Harris graduated from Howard University in 1986, according to the school’s magazine. Tupac’s first album, 2Pacalypse Now, was released in 1991 and Snoop Dogg’s first album, Doggystyle, was released in 1993.
“While Snoop Dogg didn’t begin recording music until 1992 with Dr. Dre for The Chronic, Tupac started in rap as a local Baltimore act under the alias MC New York in 1987,” The Fader wrote. “At that time, Harris would have been studying law at UC Hastings; it seems unlikely that she would have been closely following underground Maryland hip-hop.”
Harris’ campaign did not respond to Newsweek when asked about the discrepancy.
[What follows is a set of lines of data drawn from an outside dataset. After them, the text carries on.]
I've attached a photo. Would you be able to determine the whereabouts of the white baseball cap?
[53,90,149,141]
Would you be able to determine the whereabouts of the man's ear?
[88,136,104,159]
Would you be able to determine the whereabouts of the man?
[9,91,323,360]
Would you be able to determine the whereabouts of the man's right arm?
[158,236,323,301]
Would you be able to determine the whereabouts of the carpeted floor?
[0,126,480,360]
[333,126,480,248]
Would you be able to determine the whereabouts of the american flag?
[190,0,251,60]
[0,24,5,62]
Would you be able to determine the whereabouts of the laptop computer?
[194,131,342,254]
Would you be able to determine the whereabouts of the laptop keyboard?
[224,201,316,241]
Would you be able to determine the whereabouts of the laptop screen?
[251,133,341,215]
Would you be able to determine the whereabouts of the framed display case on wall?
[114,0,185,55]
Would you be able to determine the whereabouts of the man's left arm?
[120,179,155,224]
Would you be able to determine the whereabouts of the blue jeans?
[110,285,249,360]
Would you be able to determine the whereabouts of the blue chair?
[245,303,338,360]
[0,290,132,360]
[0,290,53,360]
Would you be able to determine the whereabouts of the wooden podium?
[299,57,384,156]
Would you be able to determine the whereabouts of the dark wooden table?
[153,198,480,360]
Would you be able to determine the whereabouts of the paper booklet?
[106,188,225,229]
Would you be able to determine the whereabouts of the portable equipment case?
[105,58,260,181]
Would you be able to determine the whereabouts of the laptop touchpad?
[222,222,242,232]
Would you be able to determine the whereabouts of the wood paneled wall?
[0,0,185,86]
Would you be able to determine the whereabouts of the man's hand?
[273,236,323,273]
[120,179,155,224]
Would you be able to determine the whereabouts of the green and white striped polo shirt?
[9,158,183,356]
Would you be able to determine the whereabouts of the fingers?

Harris is one of seven Democrats running for president so far, according to CNN. Senator Cory Booker, Former Secretary of Housing and Urban Development Julian Castro, Former Maryland Representative John Delaney, Hawaii Representative Tulsi Gabbard, Minnesota Senator Amy Klobuchar and Senator Elizabeth Warren are also running,
Harris has come under fire for her record as San Francisco district attorney and as California’s attorney general. In a New York Times editorial published in January, law professor Lara Bazelon argued that Harris’ record did not align with her presentation as a “progressive prosecutor.” The piece said that, as an attorney, the senator sought to maintain wrongful convictions “secured through official misconduct.”
Harris, who said on Monday that “I think that [marijuana] gives a lot of people joy and we need more joy” laughed when a reporter asked in 2014 if she supported recreational legalization.
“Kamala Harris has spent her career fighting for reforms in the criminal justice system and pushing the envelope to keep everyone safer by bringing fairness and accountability,” a spokesperson for Harris told Vox last month.
Support for recreational marijuana legalization has significantly increased since 1970, according to polling by Gallup. Sixty-six percent of the country now backs legalization, according to figures published in October.
Ten states and the District of Columbia have laws permitting recreational use of marijuana, according to the National Conference of State Legislatures.